Now, while China denies connection to any illegal fentanyl trafficking with Mexico, Varlese says "they're back in full force, [supplying] nearly everything the Mexican drug cartels need to make fentanyl."

"99% of the fentanyl is coming from precursor drugs from China, and then it's manufactured by two cartels -- the Jallisco and Sinoloa cartels," Rep. David Trone (D-MD) said last year. "They're the ones that are bringing it across the border."

Varlese, Benjamin Varlese

With fentanyl poisonings reaching record levels in the United States, Varlese wonders if there is an actual state sponsorship from China or if the regime is simply "turning a blind eye" to the exportation of fentanyl and its precursors "because they know how much it's hurting America."

He argues that the border crisis, "fueled by Biden's policies," has given China "a strong leverage point." "They're using it as a way to weaken the United States," he says

As for Mexico, which is under the control of cartels, Varlese observes that the president's solution is to "give hugs."

In March, President Andrés Manuel López Obrador said, "There is a lot of disintegration of families, there is a lot of individualism, there is a lack of love, of brotherhood, of hugs and embraces" -- a claim that Varlese submits is nothing more than "a silly attempt to ignore any culpability for the problem."

Meanwhile, Chinese nationals are part of the illegal immigrant surge out of Mexico. So while President Obrador promotes hugs, he is allowing Chinese nationals "to smuggle either finished products or precursors into his country and ours," the security expert laments.

In the U.S., Varlese says there are too many examples to name as evidence that the Biden administration and Secretary of Homeland Security Alejandro Mayorkas have "their blinders on."

They are "failing to protect the country," he concludes.

China's ring-running has come full circle

An anti-communist activist doesn't have a lot of confidence that Joe Biden has, as the president claims, stepped up efforts to thwart the Chinese push to expand its spying operations, or that he's made any progress through diplomacy or other action.

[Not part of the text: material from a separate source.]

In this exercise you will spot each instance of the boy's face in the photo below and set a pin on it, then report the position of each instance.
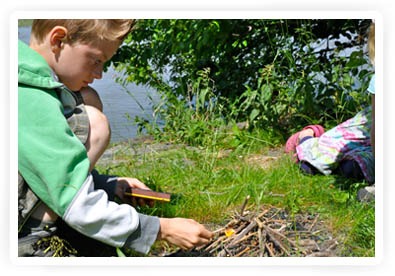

Humberto Fontova, who was born in Cuba and fled its regime in 1961, is concerned that the Chinese are stationed just 90 miles off the Florida coast.

Fontova, Humberto Fontova

"Knowing that he was vice-president during Obama's opening to Cuba and how they ran rings around Obama during that so-called rapprochement, they've taken the measure of the Biden administration, and they know that they can run rings around them," Fontova submits. "The Chinese know this, and the Cubans know this, and so there's no reason for them not to do it."

At least since 2019, the Chinese have been using a former Soviet base to spy on the many U.S. military installations in southern Florida, including the Southern Command headquarters, the McDill Air Force Base, and others that are used to monitor drug trafficking and basically any kind of mischief that is carried on in the Caribbean.

Though White House National Security Council spokesman John Kirby said in an MSNBC interview Thursday that they "have been concerned since day one of this administration about China's influence activities around the world," Fontova is not confident that the Biden administration has, as it claims, everything under control.